Although Medine’s website attracts over one millions fashion devotees each month, she has said, “the Man Repeller ethos isn’t about fashion. It’s much more about a woman feeling comfortable in her own skin, and we’re using fashion as the vehicle to discuss this sense of self-confidence.” Her commitment to truly empowering women is proven by her refusal to engage with fashion as mere commodity. Although regularly approached for sponsored reviews and paid Instagram advertisements, Medine rejects all offers in an effort to protect her website’s editorial integrity and her readers’ trust, above all else.

 

 

What started off as a personal blog championing the fashion trends that women love and men hate, has swiftly evolved into a full-scale fashion and lifestyle website and a multi-person, multi-functional head office in New York City. At just 28, Leandra already has a book under her belt and collaborations with the likes of Maje, Stuart Weitzman, and Saks Fifth Avenue.

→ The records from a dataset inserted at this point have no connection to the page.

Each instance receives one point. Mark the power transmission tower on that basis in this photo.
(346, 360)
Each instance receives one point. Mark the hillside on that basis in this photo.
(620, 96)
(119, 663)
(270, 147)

Her most recent initiative includes the launch of two addictive podcasts. The first, “Oh Boy,” hosted by filmmaker Jay Buim, features one-on-one conversation with trailblazing women. The second, “Monocycle,” Leandra’s pet project, is a ten minute monologue about “feelings, feelings, what it’s like to feel feelings”—namely her own. With it, she hopes to foster an even deeper, more open relationship with her readers and listeners.

 

 

Leandra’s satirical theorizations of trends allow her to approach the fashion stratosphere in an ethically conscious way; wide legged pants and arm parties are not the end-all for her. She has built a community of designer/writer friends and loyal followers. She skips out on fashion week to spend Rosh Hashanah and Yom Kippur with her family. And, she inspires women to think through social issues each and every day. The truth is little about her is repellent.